Sweet spots and headphones aside, the most successful sessions are the ones in which the producer/engineer has taken the time to get to know and communicate with the singer. If Powell is working with a band for the first time on a multi-day project, for instance, he will always meet with them before recording. “I like to bring the band over, have them check out the space and get a feel for things, play some music and let them chill for a while, and give them a chance to get comfortable,” says Powell. “After that, we’ll talk about how many songs they want to do and what they want to accomplish.” Powell contends that one of the culprits that lead to unsuccessful sessions is unrealistic expectations. “I’ve had artists say they want to record 27 songs in a two-day session and make it sound like Pet Sounds meets Abbey Road,” he explains. “Those kinds of expectations are going to lead to a huge disappointment because it just isn’t realistic.” 

Realistic expectations aren’t limited to the singer. Producers also must have them, but for that to happen, they have to take the time to get to know the singer. “I think it’s essential that a producer or engineer learn how the singer works and sounds when she’s not in the studio,” says Deva. “A lot of times, if the singer is experiencing issues, the person sitting in the control room doesn’t understand why because he hasn’t taken the time to listen to what the singer sounds like off-mic and without all of the other stuff going on around them in the vocal booth.”

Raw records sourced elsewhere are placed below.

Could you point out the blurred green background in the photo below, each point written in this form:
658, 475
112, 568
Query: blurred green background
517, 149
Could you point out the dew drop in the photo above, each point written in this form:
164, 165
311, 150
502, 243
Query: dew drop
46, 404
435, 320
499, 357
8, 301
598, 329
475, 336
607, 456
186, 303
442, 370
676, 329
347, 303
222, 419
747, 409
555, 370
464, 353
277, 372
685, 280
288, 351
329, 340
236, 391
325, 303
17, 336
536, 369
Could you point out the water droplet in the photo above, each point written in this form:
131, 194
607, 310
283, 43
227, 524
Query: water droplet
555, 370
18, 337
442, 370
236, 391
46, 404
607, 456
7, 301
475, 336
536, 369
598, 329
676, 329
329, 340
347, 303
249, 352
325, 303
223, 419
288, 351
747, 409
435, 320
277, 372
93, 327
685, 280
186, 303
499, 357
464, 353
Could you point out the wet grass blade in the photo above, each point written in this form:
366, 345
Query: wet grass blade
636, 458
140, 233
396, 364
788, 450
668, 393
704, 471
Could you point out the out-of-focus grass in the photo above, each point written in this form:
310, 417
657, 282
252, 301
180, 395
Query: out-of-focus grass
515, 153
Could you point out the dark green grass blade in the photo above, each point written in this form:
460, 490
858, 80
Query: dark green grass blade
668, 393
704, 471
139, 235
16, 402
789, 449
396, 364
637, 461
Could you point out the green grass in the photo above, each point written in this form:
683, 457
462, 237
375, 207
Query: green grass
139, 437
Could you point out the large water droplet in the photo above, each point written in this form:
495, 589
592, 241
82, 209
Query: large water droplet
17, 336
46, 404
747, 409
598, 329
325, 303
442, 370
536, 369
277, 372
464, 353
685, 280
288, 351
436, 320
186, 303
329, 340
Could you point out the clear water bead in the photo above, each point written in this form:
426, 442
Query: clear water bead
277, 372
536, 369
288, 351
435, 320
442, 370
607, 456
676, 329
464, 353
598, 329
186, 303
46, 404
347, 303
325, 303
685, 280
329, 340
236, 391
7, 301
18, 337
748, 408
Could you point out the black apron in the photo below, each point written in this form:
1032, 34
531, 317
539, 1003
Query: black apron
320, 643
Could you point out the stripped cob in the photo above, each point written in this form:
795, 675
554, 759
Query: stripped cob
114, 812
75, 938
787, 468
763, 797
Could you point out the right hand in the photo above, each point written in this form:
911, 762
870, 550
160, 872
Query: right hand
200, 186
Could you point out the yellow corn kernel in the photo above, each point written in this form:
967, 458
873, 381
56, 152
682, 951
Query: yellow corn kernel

Most importantly, as an engineer you need to know what you’re doing. “Just because you have a Pro Tools box doesn’t mean you know how to use it,” cautions Powell. “The more you read and study the craft, and the more you learn about the business of making records, the better you’re going to be able to handle unexpected curves that vocal sessions tend to throw at you during sessions.” Powell says the best engineers are the ones that are able to think on their feet, maintain a sense of calm in pressure situations and never hint that there is an issue they don’t know how to resolve, even if it takes them a few minutes to figure out. “As an engineer, you always have to be in control. The minute you show any weakness or make it seem like you don’t know what you’re doing is the minute your client loses confidence in you and the session has no where to go but down. You’ve got to keep your cool.”